Slaughterhouse Five or the Children's Crusade by Kurt Vonnegut, spoiler free

Slaughterhouse Five or the Children's Crusade (spoiler free).


Despite "majoring"* in literature in high school, I realized that they are many classics that I did not read. In my quest of self love at a time when I felt more desperate than ever, I wanted to spend some time again for myself and doing again things that I loved before but could not do anymore. As I said before, one of those was reading. 
I then started to search here and there for books and came across Slaughterhouse Five. I had heard of it some years before, when I was looking at war related works. Kurt Vonnegut is an author, but also one of the seven American soldiers who survived the bombing at Dresden in 1945 during World War II. This episode, and all the events he experienced during the war, influenced a lot his work. Slaughterhouse Five is considered one the best works of the 20th century and put Kurt Vonnegut to fame.


The story and thoughts.

As my thoughts are tangled with the story, I'm going to mix the two for this review. It might be a huge chunk of lines and words, but I hope you will still be able to go through :)


We start with a strange warning sort of page that gives the tone for the rest of the story. We follow Billy Pilgrim, who has the particularity to travel through space and time. But this is a not a faculty that he can control or trigger, and it's limited to his life. Therefore the time of this story is not linear and Billy go back and forth from his young adult life, his marriage, his kidnapping by aliens to the time he spent as a soldier during World War II. However, despite of all this, Slaughterhouse Five is still very structured and it's easy to follow all the different events. 
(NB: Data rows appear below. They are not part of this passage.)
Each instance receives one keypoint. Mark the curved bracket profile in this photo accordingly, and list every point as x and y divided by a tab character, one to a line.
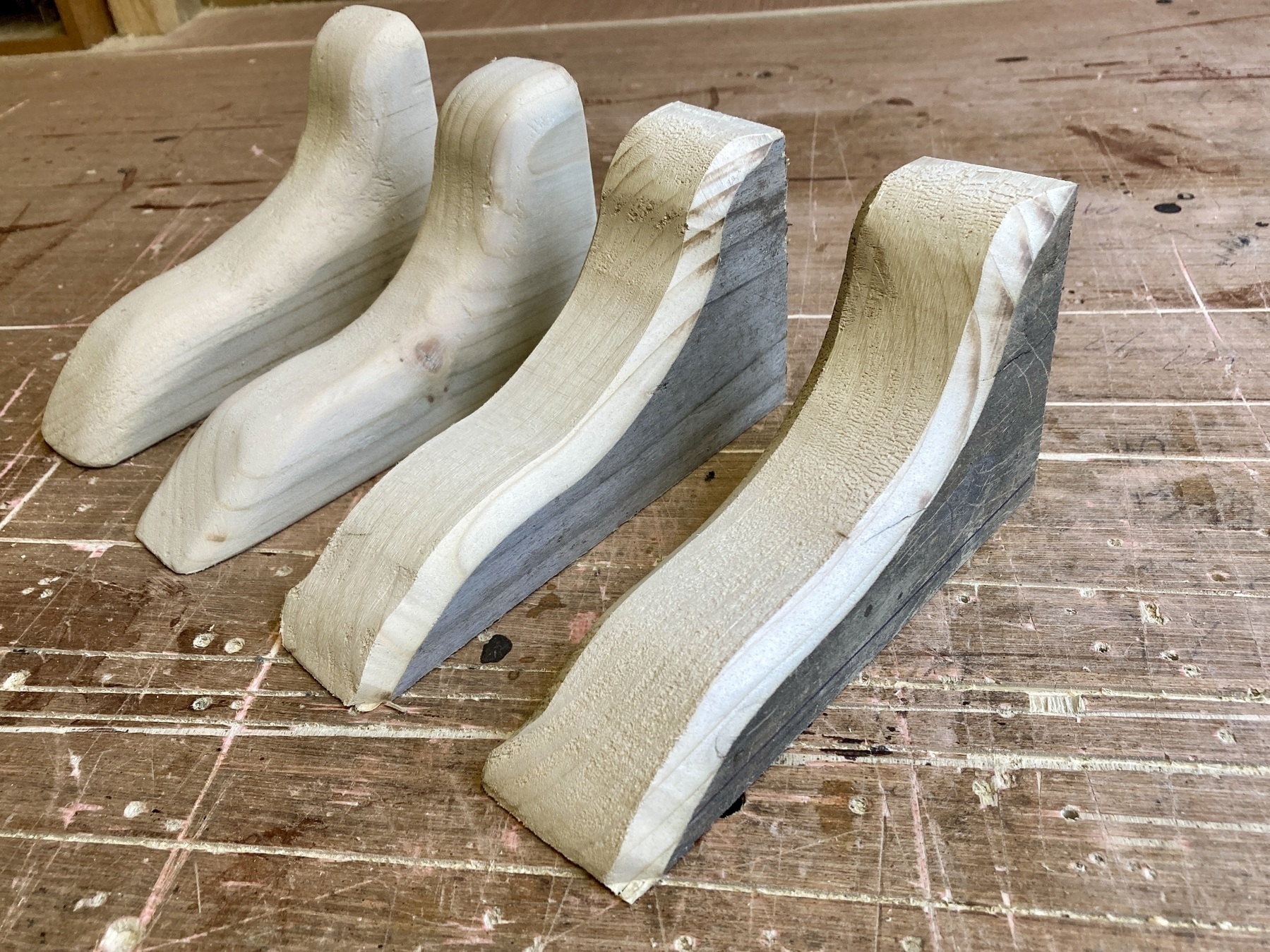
671	346
301	265
913	440
508	222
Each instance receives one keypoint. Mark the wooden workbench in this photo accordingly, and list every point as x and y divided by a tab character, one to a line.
1066	749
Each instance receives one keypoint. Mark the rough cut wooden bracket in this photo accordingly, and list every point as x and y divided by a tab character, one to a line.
300	267
916	435
508	224
671	346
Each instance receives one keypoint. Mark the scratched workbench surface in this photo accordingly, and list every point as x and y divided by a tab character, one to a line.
1067	749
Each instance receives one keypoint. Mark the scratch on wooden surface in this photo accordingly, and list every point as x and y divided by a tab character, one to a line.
25	498
1067	710
332	856
1147	459
1245	697
1179	823
493	867
176	857
18	391
954	907
101	545
1087	591
1017	761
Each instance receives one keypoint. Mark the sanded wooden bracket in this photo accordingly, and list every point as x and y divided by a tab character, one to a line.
916	435
671	346
300	267
510	219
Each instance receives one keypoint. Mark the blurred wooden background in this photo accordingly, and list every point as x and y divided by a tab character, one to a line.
1066	749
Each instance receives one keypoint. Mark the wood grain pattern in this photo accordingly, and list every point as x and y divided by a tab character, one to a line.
1000	670
913	440
507	227
301	267
671	346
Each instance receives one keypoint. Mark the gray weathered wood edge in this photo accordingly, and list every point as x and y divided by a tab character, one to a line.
991	478
728	376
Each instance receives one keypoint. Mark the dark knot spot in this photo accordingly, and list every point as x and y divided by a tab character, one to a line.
734	807
431	354
496	649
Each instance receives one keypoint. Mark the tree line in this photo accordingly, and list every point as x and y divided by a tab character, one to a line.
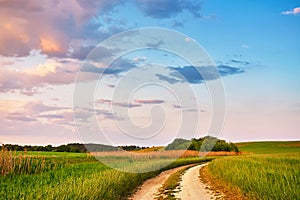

The main subject of this story is, of course, the war and all the catastrophic consequences it has and leaves. Billy is a very strange character. Not because of his ability, but because of the way he is. He seems desperate and stoic and the same time. We feel sorry for him and want to cheer for him, but at the same time, we cannot help but think he's miserable. We pity him just as much we admire him. 

An important part of Billy's life is the time when he was abducted by aliens, the Tralfamadorians, who put him in a cage for their zoo. It's then that he gains a new point of view on life and fate. He catches their saying "and so it goes", and this sentence comes back a lot in the story. 
"And so it goes". It might be considered quite fatalist but it's not. This phrase has to be taken in its most literal way : and so it goes. It's more like an observation on life than a desperation. Hurtful things happen in life, but it's just way life is. And despite all the things Billy goes through, he still manages to  move forward. Of course, there are times when he breaks down in tears, but he still gets up. He accepts his life and everything that arrives to him. It could be seen as fatalist, as in 'I accept my fate', but strangely, to me, it was more a story of hope. 

The most important thing about this story though is the heavy criticism of war. Obviously, most people is against war, but Kurt Vonnegut lived in a period tainted with wars all around the world. Many of his contemporaries thought war was the only way, and that it was the pride of the nation to fight for its beliefs. Kurt Vonnegut was part of the anti-war movement, like many other artists. Billy Pilgrim, his main character, that he paints as a truly existing person that he met at Dresden, is often considered crazy by his relatives, especially after the day he talked publicly about his ability and his abduction. Sometimes, we, the readers, are left wondering, 'is this true? Are all those things truly happening to him or is he going mad?' The writer plays with this, as this fantasy element is put in the real world. I guess it was his way of showing just how awful war is and the huge impact it had on survivors. If you took history classes, you know that it was traumatizing. But... how much? Who truly payed the cost? 


Conclusion.

Slaughterhouse Five or the Children's Crusade is an anti-war story without being a war story. Billy Pilgrim is sometimes taken back to World War II, but the whole story does not revolve around these moments. But at the same time, all of the different events are related to the war and the damaged it caused on Billy. 

It was a nice discovery. The author brilliantly alternates between horror, rawness and peace. Long after reading it, I still thought about it and it made me question myself. 
I recommend it but I have to say, some passages might feel heavy.